There’s Something in the Water

A recent study from the University of York, UK, found traces of 29 different drug compounds within two local rivers (1). The drugs – detected using HPLC-MS/MS – included antidepressants, antibiotics, painkillers, and treatments for diabetes and epilepsy. The levels were in themselves low, but the team are concerned about the long-term impact of the emissions. How can the potential consequences for human (and environmental) health be better understood? And what can be done to help? We spoke to Alistair Boxall, Professor in Environmental Science at the University of York, about his quest to find out more.

Many studies have been done on pharmaceuticals emitted into the environment, but this one looked at emissions over time and in different locations. Why?

We know that pharmaceutical active ingredients occur in the environment, but we have a less developed understanding of how concentrations vary in space and time – something we need  to properly assess the risks of these molecules to aquatic organisms. Concentrations of some active ingredients in rivers can be explained based on knowledge of what doctors in an area are prescribing at the time, and of river flows. We have had some surprises; in an earlier study, we detected some compounds that aren’t prescribed in the UK, and during periods of heavy rainfall we see elevated concentrations of compounds not usually detected, possibly due to inputs from combined sewer overflows which bypass wastewater treatment.

What sources are these drug traces likely to be coming from?

In York, we think the main source is from patient use, with a small amount arising from inappropriate disposal of medicines. In monitoring in Nigeria, for example, manufacturing inputs appear to be a major contributor.

What can be done to help prevent these emissions?
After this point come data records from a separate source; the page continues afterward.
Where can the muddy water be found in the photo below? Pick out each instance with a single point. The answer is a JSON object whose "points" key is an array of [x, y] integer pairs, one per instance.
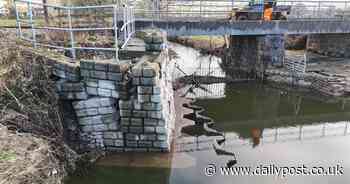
{"points": [[262, 126]]}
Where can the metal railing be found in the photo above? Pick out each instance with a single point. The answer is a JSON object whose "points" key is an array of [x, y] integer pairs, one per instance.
{"points": [[63, 26]]}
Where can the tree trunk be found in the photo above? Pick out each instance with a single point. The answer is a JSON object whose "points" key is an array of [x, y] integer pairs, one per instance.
{"points": [[46, 14]]}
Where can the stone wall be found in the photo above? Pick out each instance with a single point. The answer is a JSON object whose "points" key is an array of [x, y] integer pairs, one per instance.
{"points": [[335, 45], [251, 55], [120, 105]]}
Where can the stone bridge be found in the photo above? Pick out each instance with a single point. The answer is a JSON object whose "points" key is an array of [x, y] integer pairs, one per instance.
{"points": [[246, 28]]}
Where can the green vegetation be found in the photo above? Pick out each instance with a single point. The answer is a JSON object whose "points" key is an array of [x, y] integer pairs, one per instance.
{"points": [[7, 22], [7, 156]]}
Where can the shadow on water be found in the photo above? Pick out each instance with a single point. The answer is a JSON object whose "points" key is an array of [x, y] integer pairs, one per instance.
{"points": [[113, 175]]}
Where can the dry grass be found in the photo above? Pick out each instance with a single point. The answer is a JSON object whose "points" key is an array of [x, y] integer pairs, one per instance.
{"points": [[28, 103], [32, 162]]}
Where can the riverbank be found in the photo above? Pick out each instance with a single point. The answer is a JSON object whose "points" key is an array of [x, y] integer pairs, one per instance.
{"points": [[32, 139]]}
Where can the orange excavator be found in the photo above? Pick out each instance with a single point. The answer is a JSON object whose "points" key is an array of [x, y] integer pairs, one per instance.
{"points": [[261, 10]]}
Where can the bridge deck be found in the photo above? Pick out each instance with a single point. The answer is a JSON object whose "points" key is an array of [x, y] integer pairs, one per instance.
{"points": [[221, 27]]}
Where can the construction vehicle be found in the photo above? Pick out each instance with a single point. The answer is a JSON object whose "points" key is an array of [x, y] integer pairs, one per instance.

Some of the measures pharma companies can take include introducing better treatments in their factories, or, if obtaining actives from a supplier, ensuring they only obtain materials from companies with good environmental standards. Longer term, they could move towards developing more environmentally benign medicines to replace the most environmentally risky molecules. Technological developments such as personalized medicine and nanomedicine, which will reduce patient doses, will also help reduce the environmental impact of medicine.

What next steps would you like to see to tackle drug traces in the environment?

In Europe and North America, I suspect that only a small proportion of the 1,500 or so active ingredients we use are causing environmental harm. We need to develop ways in which we can identify these molecules so that mitigation efforts can focus on the compounds that really matter. This will require better sharing of data by industry and academia, and the development of approaches for prioritizing active ingredients in terms of their environmental risk. This is something we are already working on in the Innovative Medicines Initiative’s Intelligence-led Assessment of Pharmaceuticals in the Environment (iPiE) project, which involves 13 pharmaceutical companies and ten research and regulatory organizations.

Elsewhere, such as areas of Asia and Africa, the problem of pharmaceutical pollution will be more acute due to things like disease pressures, a lack of connectivity to the wastewater network, and poorer regulation. We need to understand the implications for human health and the environment, and then industry, governments, academics and the NGO community need to work together to solve the problem.